GAO: Extent of Medicare fraud is uncertain
General Accounting Office (GAO) Comptroller David Walker told the House Budget Committee Feb. 16 that that the Department of Health and Human Services’ (HHS) Office of Inspector General (OIG) has no system in place to identify and measure fraud and abuse in the Medicare program. Walker placed much of the blame on the doorstep of the Health Care Financing Administration’s (HCFA) Medicare contractors, which he says are plagued by financial management and information systems weaknesses. He added that HCFA lacks the authority to increase competition among contractors to enhance performance.
HHS Inspector General June Gibbs Brown did not disagree. In fact, she emphasized that HCFA’s highly touted reduction in payment errors — from an estimated $23.2 billion in 1996 to $12.6 billion in 1998 — is not an accurate gauge of fraud. "While the error rate estimate may include some instances of fraud, it is a payment error estimate and not a fraud estimate," she told the committee. It may detect some fraud, but is not likely to detect sophisticated fraud such as falsification of documents and illegal kickbacks, she added.

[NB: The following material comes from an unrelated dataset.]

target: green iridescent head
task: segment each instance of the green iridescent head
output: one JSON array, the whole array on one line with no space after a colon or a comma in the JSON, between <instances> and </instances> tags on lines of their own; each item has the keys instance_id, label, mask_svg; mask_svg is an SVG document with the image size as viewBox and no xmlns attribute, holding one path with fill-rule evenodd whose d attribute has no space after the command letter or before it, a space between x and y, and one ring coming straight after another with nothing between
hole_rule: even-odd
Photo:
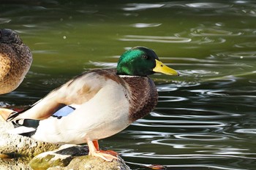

"The very nature of fraud makes it very difficult to quantify," says OIG spokeswoman Alwyn Cassil. "An error rate is not a measure of fraud even though everybody tries to use it that way. But rather than putting resources into defining a problem that we all know exists, we want to focus on dealing with it."
Brown added that the OIG has several ongoing investigations into psychiatric services at 10 acute care hospitals and psychiatric hospitals in 10 different states, as well as ambulatory care settings and outpatient rehabilitation facilities.